Sunday bled out slow and sour at Casa de Jonny, like cheap liquor seeping into an expensive rug. Jonny, Linda, Boris, and Pussy lounged in obscene comfort while Pinion the butler performed the last rites of Christmas—stripping the tree bare, needles biting through his tuxedo trousers, sap clinging to him like a bad memory. He dragged the dead pine half a mile downhill to the dumpster, its branches clawing the pavement in protest, before returning to serve Champagne, catnip, and pug food with hands that still smelled of resin and defeat. Inside, the air was warm and golden, heavy with luxury and self-satisfaction. Outside, something watched. Pinion felt it in his spine, a cold finger tracing tomorrow’s date.
They ate like royalty on the edge of a cliff. Lobster tails flew, laughter cracked, bubbles hissed in crystal flutes as Boris snorted happily and Pussy rolled in narcotic bliss. Pinion’s unease earned him nothing but mockery. “There’s nothing out there, Pinion, you idiot,” Jonny sneered, beauty and cruelty sharing the same smile. “Go get us another bottle of Moët & Chandon Imperial Vintage 1946 from the wine cellar.” As the butler turned away, dignity straightened but fear stayed hunched, he caught it again—a hideous green blob skittering behind a cypress, moving wrong, like a thought that shouldn’t exist. He nodded and obeyed, because that’s what servants do when the world pretends it’s safe.
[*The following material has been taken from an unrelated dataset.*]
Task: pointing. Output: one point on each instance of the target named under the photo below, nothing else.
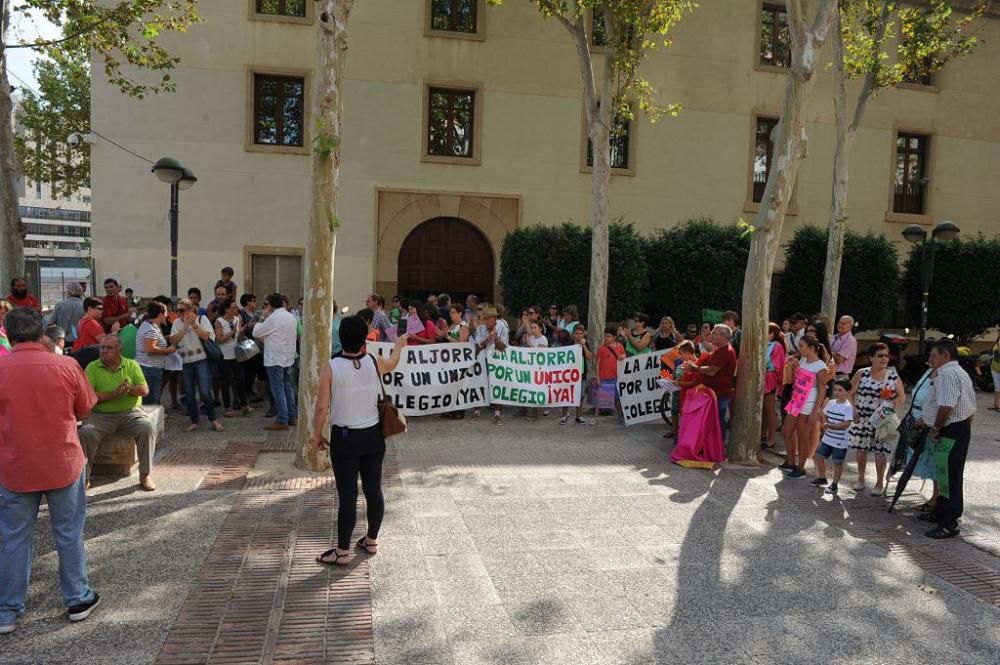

The cellar steps groaned beneath Pinion’s shoes, each one a countdown tick he could almost hear. He knew then what Jonny didn’t: looks, brains and excessively large penises don’t stop Mondays. They arrive anyway, wet and hungry, dragging the week behind them like a corpse. The green thing outside wasn’t just flesh—it was inevitability, slime wrapped around the calendar. Pinion tightened his grip on the bottle and squared his shoulders in the dark, alone with the wine and the truth. If anyone was going to slow the dread creeping toward Casa de Jonny, it wouldn’t be the laughing gods upstairs. It would be the butler with pine needles in his cuffs, standing between Sunday and the thing that came next.